Riga, 23 January 1998 (RFE/RL) - Leaders of the 11 member countries of the Council of Baltic Sea States today ended their meeting in the Latvian capital Riga. They discussed expanding cooperation in sharing energy, particularly linking the gas and electricity systems in the eastern and western Baltic regions. The leaders also hailed the operations of a special task force set up in 1996 to facilitate the fight against organized crime. They agreed to extend the task force's mandate until the end of the year.

Convoked to promote economic cooperation and to coordinate the fight against organized crime, the summit was attended by German Chancellor Helmut Kohl, Russian Prime Minister Viktor Chernomyrdin, British Deputy Prime Minister John Prescott and EU Commission President Jacques Santer.

The Baltic Sea countries are vitally interested in expanding links to the European Union, with Poland and Estonia recently invited to open membership negotiations.

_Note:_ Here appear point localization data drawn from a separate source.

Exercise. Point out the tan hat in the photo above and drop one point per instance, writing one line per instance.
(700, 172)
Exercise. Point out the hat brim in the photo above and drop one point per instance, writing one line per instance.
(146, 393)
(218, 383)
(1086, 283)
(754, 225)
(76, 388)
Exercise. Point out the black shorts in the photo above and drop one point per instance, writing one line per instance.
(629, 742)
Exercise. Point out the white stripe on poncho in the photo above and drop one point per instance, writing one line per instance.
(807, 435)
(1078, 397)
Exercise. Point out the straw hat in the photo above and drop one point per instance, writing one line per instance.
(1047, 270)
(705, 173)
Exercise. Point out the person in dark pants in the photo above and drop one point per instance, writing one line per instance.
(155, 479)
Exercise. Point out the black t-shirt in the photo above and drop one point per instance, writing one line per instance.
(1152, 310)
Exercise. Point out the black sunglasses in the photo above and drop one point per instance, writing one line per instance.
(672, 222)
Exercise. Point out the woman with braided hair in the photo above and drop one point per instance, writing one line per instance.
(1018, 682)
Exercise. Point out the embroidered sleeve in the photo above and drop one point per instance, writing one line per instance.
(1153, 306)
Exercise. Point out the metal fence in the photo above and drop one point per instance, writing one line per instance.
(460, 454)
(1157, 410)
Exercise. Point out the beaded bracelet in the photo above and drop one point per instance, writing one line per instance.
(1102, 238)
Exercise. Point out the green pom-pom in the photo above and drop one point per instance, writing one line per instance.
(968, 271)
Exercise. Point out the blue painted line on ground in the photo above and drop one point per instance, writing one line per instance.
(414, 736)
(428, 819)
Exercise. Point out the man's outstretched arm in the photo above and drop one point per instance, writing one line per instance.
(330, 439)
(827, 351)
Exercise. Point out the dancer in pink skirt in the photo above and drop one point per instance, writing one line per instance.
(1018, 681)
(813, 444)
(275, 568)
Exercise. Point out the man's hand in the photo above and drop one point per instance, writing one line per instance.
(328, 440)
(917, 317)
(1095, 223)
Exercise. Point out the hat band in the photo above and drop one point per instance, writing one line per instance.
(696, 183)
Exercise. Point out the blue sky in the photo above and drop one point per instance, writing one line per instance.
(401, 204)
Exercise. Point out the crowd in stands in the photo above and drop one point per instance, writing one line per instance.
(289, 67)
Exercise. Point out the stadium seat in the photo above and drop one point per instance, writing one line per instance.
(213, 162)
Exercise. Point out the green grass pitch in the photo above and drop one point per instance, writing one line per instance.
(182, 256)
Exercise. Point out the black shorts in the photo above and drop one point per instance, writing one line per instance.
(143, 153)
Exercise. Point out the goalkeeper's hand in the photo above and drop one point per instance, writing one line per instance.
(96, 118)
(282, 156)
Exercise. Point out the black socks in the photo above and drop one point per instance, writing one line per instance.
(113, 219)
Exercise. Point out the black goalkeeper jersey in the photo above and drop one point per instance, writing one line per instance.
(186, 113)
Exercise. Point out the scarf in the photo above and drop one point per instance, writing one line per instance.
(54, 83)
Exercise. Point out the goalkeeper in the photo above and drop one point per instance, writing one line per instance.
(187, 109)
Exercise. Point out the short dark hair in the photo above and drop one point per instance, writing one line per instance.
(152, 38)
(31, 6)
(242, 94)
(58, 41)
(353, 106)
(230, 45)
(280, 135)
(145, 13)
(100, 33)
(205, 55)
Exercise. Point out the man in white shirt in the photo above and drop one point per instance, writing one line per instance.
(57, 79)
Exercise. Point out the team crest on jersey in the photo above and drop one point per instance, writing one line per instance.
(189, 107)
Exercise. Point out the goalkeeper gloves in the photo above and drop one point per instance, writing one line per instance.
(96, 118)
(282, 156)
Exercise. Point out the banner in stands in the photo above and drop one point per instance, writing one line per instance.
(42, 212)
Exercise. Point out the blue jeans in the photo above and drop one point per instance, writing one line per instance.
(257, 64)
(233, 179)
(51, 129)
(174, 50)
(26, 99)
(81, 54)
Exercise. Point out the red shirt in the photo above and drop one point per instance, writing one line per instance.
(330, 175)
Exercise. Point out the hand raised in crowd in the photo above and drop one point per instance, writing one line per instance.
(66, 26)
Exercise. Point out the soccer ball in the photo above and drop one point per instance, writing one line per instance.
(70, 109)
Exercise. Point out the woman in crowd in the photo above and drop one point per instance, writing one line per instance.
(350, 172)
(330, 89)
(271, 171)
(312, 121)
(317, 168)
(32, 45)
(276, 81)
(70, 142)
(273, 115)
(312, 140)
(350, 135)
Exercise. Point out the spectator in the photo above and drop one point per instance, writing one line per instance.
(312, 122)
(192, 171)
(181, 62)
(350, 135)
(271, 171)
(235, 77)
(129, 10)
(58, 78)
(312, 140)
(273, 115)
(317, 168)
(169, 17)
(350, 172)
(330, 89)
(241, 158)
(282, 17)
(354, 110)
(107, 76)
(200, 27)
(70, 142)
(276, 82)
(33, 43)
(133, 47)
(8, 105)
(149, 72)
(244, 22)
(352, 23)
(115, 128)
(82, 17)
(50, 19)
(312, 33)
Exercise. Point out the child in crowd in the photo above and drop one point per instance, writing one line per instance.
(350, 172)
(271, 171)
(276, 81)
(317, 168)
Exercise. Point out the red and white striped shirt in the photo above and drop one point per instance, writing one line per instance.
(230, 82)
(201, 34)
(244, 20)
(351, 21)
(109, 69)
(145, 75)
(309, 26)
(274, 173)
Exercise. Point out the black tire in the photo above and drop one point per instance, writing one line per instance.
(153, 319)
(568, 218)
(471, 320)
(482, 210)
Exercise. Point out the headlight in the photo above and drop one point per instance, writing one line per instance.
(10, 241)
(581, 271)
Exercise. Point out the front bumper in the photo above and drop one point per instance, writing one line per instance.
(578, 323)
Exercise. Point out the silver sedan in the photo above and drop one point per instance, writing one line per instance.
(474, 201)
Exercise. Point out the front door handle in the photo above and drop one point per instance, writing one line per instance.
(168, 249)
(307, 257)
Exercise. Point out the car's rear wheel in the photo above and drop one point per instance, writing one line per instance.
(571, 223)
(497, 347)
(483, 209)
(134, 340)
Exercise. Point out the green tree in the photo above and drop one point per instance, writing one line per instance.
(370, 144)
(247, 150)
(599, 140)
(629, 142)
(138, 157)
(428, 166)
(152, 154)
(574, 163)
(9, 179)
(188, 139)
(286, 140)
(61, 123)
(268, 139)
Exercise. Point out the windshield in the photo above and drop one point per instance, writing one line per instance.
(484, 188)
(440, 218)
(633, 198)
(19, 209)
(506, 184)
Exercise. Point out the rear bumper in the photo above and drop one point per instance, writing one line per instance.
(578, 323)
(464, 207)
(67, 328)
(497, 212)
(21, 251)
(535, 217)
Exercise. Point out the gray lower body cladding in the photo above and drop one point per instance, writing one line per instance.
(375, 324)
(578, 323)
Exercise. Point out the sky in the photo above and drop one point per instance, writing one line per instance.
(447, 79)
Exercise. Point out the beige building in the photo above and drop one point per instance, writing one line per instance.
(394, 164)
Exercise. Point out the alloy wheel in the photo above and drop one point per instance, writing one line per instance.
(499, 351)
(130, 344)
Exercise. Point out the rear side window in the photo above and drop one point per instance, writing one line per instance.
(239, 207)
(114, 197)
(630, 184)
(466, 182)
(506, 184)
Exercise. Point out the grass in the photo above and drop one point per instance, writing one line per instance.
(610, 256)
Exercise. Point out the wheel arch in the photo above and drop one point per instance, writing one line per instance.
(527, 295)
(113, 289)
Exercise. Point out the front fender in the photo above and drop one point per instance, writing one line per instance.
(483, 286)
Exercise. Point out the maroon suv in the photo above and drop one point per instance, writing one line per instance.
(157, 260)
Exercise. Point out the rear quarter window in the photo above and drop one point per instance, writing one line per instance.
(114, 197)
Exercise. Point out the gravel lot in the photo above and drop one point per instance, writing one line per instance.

But Chernomyrdin told the summit that any EU enlargement in the region must not be at the expense of Russia's interests. He said "it is important" that "the trade and economic interests of Russia and other members of the Commonwealth of Independent States be taken into consideration." He also said relations in the region should be based on mutual trust and cooperation and not military force.

Chernomyrdin is quoted as telling the gathering that security in the region requires "strong measures" promoting "trust and practical cooperation" rather than a "balance of military potential."

His comment on military issues was an apparent reference to the desire of Latvia, Lithuania and Estonia to join the NATO military alliance. Moscow says it opposes NATO membership for any former Soviet republic.

The prime ministers of the Nordic states, the three Baltic states and Poland also attended the summit.